Кто он был раньше?! Да никто, с точки зрения начальства, по их счету. Окончил Новосибирское командное училище внутренних войск в последнем выпуске советских лейтенантов. Прошел Карабах еще курсантом, потом две Чечни – три отметины, да два ордена с инвалидностью на память. И все: как там говорили им начальники – «Родина вас, ребята, не забудет!» Может быть, и так – не забыла, но и «не вспомнила» в лице своих чиновников. Попросил квартиру, что была положена, даже министру МВД писал, вот только тот не ответил с высоты своего кресла и тяжелых начальственных звезд на погонах. И верно, кто для него ковыляющий с палкой подполковник ОМОНа – так, отработанный материал, шлак, непредвиденные расходы для государства по большому счету – плати таким пенсию, а она денежки, пусть небольшие, но стоит. Впрочем, как говорят – не мы такие, а жизнь такая!

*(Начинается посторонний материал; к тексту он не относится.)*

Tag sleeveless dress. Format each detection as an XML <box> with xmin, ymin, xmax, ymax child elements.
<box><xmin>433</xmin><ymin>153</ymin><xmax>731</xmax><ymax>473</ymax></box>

Так и жил 15 лет в убогом домишке небольшого сибирского городка в полном одиночестве. Детишек не было, завести не успел, но, может, и к добру – супруга свалила сразу, как стал инвалидом. Книжки читал, грядки копал, да сварочными работами занимался – и для души, и денежка небольшая капала. Так бы и помер в одночасье, в забвении, вот только решил заняться судьбою своего однофамильца, тезки и земляка, что оборонял Псков в 1941 году, да был расстрелян после сдачи города. Съездил на Чудское озеро, повстречался там с колдуном одним – вот тут и произошли с ним действительно чудеса: оказался в теле самого генерала, аккурат две недели тому назад. «Провалился в прошлое», так сказать, прямо под гусеницы наступавших немецких танков. Правда, под Псковом их блицкриг забуксовал, неделю назад должны были город взять, но до сих пор стоят перед бетонными коробками дотов «Линии Сталина». Нет тут его заслуги – здесь он не обольщался, прекрасно зная, что с него полководец никакой. Просто войска успели занять оборону – только правильно распоряжался, так как подсказывали внутренний голос и память самого генерала, прекрасно знавшего военное дело. Вот так и воевали…

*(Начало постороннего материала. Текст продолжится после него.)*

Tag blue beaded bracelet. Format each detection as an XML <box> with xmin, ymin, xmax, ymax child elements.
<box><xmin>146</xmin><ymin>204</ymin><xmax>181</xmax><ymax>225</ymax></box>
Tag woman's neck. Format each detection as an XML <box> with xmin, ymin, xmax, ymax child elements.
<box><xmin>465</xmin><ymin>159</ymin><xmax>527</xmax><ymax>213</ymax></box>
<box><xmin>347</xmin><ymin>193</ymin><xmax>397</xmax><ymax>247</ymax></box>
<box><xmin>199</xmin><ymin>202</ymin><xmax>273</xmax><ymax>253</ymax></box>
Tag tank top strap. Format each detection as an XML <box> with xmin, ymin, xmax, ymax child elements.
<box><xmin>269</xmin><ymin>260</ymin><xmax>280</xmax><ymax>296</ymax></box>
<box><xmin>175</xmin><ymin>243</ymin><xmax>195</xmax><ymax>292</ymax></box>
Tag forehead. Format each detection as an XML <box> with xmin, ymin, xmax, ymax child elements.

– Надо же, два в одном, – хмыкнул Гловацкий, уже сам не понимая, где он «прежний» и что у него от «настоящего».
– Что ты сказал, Коленька?!
– Я так, родная, о своих делах задумался…
Гловацкий крепко прижал женщину к себе. Вот эта нечаянная любовь и была его собственной, первой за всю жизнь. Память генерала не делилась своими эмоциями и переживаниями, как ни пытался пару раз, но совершенно не получил никакой информации о супруге и детях настоящего Гловацкого, вот тут не срослось. Впрочем, Николай Михайлович прекрасно понимал, что не доставит им проблем – слишком малый срок ему остался, всего лишь до 3 августа, когда в «том времени» был расстрелян по приговору трибунала, как это ни странно прозвучит на первый взгляд. Сейчас уже вряд ли «шлепнут», хотя всякое в жизни бывает, но вот то, что убьют, знал точно. Колдун ведь не сомневался в этом, когда платок отдавал. Он нашел здесь свою любовь, к сожалению, слишком поздно. Им немного отведено времени, ничтожно мало, ведь все часы жизни отнимает война…
– Найкогуде найне, – за спиной неожиданно раздался глумливый голос с характерным прибалтийским акцентом – эстонцы, латыши и литовцы не в силах его вытравить. – Цоветцкая шеншина!